Para Pushmeet Kohli, vice-presidente de pesquisa do Google DeepMind, o modelo representa um marco. “Pela primeira vez, criamos um sistema único que integra vários desafios relacionados à compreensão do genoma”, afirmou.

A IA foi treinada com grandes volumes de dados públicos de pesquisas científicas e baseia-se na mesma arquitetura “transformer” que sustenta modelos como o GPT-4. O AlphaGenome não foi desenhado para análises individuais, como aquelas oferecidas por serviços do tipo 23andMe, mas sim para interpretar com profundidade o comportamento molecular do DNA, especialmente em contextos clínicos e laboratoriais.

Leia também: O dilema dos dados: por que 30% dos projetos de IA falham antes mesmo de decolar

Diagnóstico mais rápido e novos caminhos para a medicina

Segundo Caleb Lareau, biólogo computacional do Memorial Sloan Kettering Cancer Center, que teve acesso antecipado ao AlphaGenome, a IA pode acelerar a triagem de mutações genéticas ligadas a doenças como Alzheimer ou câncer. “Você tem uma lista de variantes genéticas, mas quer saber quais realmente afetam algo.

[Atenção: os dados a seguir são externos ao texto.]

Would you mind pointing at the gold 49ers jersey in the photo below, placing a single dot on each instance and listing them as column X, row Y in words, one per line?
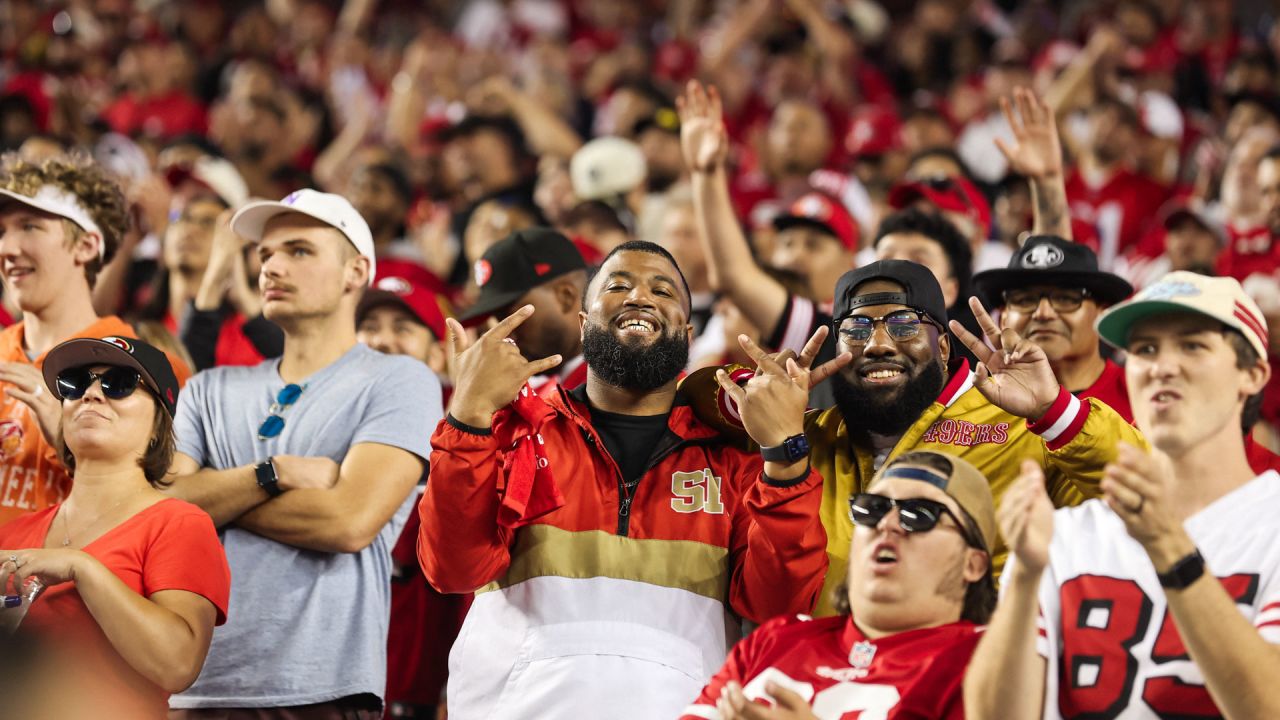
column 845, row 675
column 1112, row 647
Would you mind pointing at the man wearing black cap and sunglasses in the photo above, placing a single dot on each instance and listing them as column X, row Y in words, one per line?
column 1052, row 294
column 903, row 392
column 543, row 268
column 910, row 614
column 306, row 464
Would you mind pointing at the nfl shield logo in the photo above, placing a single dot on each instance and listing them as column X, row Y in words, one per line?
column 862, row 655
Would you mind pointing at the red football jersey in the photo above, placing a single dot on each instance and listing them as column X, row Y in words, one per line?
column 1111, row 388
column 844, row 675
column 1120, row 209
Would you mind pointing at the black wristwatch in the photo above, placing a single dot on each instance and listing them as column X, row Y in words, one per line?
column 268, row 479
column 791, row 450
column 1183, row 573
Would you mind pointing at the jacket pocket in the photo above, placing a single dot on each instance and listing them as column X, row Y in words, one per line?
column 602, row 669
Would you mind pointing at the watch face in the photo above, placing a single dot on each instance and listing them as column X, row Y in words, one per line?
column 796, row 447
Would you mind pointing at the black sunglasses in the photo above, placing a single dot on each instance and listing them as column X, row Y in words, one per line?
column 274, row 423
column 915, row 514
column 118, row 383
column 900, row 324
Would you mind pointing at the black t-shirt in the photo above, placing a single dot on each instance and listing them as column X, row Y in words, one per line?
column 630, row 440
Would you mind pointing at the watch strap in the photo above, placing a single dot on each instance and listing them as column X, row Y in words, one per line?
column 1183, row 573
column 266, row 478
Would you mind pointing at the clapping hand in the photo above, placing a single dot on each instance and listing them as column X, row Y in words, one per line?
column 489, row 372
column 1025, row 518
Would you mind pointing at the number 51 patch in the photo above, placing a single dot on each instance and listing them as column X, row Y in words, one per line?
column 696, row 492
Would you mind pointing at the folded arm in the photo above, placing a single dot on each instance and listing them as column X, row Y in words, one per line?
column 373, row 482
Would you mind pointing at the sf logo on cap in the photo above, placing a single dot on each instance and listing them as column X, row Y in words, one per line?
column 397, row 286
column 1042, row 256
column 119, row 342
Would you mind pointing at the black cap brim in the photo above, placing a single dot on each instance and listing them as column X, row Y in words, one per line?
column 1105, row 287
column 91, row 351
column 784, row 222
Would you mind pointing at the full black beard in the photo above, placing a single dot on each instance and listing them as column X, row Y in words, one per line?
column 636, row 368
column 868, row 410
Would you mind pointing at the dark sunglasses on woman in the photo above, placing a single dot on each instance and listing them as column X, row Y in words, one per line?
column 118, row 383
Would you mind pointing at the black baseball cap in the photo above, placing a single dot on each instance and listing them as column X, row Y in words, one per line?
column 519, row 263
column 146, row 359
column 920, row 290
column 1051, row 260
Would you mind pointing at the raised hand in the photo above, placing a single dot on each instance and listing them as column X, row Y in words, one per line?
column 489, row 372
column 703, row 137
column 1016, row 376
column 26, row 384
column 1036, row 150
column 1025, row 518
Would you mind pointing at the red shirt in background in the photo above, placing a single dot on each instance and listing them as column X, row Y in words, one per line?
column 1252, row 250
column 168, row 546
column 833, row 665
column 1120, row 209
column 1111, row 388
column 233, row 346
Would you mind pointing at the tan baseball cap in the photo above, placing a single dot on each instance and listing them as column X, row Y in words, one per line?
column 1220, row 299
column 328, row 208
column 964, row 483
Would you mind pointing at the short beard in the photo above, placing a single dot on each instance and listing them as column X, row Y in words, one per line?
column 869, row 410
column 635, row 368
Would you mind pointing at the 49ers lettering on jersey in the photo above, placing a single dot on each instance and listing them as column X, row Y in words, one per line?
column 1114, row 650
column 842, row 674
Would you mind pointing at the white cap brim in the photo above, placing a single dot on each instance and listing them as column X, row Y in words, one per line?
column 63, row 204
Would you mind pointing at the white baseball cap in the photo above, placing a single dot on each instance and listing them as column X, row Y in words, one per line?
column 64, row 204
column 324, row 206
column 1220, row 299
column 607, row 167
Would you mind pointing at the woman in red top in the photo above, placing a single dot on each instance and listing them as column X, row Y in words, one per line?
column 135, row 580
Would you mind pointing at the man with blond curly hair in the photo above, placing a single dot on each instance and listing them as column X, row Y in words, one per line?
column 60, row 222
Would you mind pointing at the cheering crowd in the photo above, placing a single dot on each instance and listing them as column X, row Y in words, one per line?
column 557, row 359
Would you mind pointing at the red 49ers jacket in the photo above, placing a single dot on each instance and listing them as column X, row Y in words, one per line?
column 617, row 602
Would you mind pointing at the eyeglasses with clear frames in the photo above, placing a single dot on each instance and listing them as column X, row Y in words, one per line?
column 1060, row 300
column 900, row 324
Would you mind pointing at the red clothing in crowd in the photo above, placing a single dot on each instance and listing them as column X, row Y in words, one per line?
column 912, row 675
column 164, row 115
column 168, row 546
column 1111, row 388
column 1248, row 251
column 233, row 346
column 1120, row 209
column 32, row 475
column 423, row 628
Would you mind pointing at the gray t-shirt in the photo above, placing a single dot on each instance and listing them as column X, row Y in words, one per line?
column 304, row 627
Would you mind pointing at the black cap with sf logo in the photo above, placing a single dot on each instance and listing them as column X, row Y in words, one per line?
column 147, row 360
column 519, row 263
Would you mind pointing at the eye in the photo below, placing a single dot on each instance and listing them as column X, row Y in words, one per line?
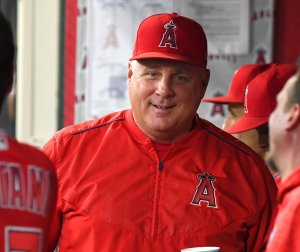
column 152, row 75
column 181, row 78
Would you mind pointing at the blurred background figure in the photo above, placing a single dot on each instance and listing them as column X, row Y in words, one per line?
column 234, row 99
column 284, row 157
column 28, row 182
column 259, row 102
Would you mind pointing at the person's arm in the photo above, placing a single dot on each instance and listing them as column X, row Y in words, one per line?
column 266, row 202
column 49, row 150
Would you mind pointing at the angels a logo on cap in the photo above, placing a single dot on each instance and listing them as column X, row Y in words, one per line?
column 169, row 37
column 246, row 100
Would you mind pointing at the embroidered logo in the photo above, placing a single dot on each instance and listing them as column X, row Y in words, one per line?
column 205, row 191
column 169, row 37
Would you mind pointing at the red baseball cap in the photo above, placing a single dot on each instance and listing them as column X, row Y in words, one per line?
column 260, row 97
column 173, row 37
column 241, row 78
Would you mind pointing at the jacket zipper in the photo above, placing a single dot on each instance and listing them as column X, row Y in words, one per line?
column 156, row 200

Essa ferramenta nos dá uma primeira resposta muito poderosa”, comentou.

A ferramenta pode ser especialmente útil em casos complexos e pouco estudados, como pacientes com cânceres raros ou doenças genéticas sem diagnóstico. Em entrevista à MIT Technology Review, o professor Julien Gagneur, da Universidade Técnica de Munique, destacou que mutações que ativam genes errados são comuns nesses cenários e que o AlphaGenome pode ajudar a identificar os culpados.

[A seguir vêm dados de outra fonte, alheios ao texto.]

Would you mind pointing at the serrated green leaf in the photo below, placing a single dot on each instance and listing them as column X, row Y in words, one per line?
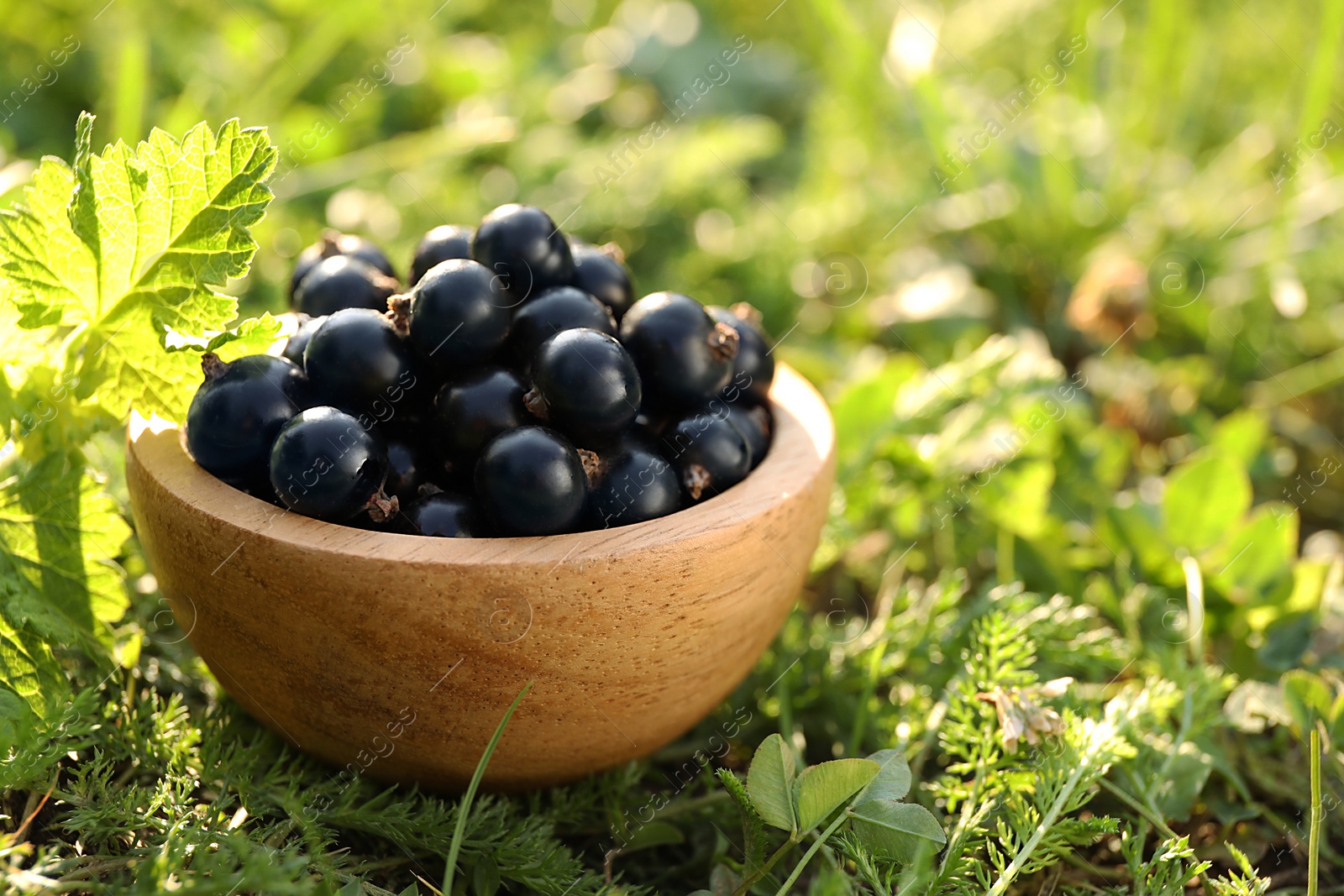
column 58, row 537
column 253, row 336
column 826, row 788
column 29, row 673
column 893, row 781
column 897, row 831
column 131, row 244
column 1206, row 497
column 770, row 783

Além disso, há perspectivas ambiciosas no horizonte. O CEO da DeepMind, Demis Hassabis, mencionou o desejo de um dia simular uma célula inteira em ambiente virtual. Kohli diz que o AlphaGenome não chega lá ainda, mas que já ilumina a “semântica mais ampla do DNA”.

A ferramenta será gratuita para uso não comercial, e o Google estuda modelos para liberar seu uso por empresas de biotecnologia. O objetivo é tornar o genoma tão legível quanto um código de programação e usar a IA para reescrever, entender e curar.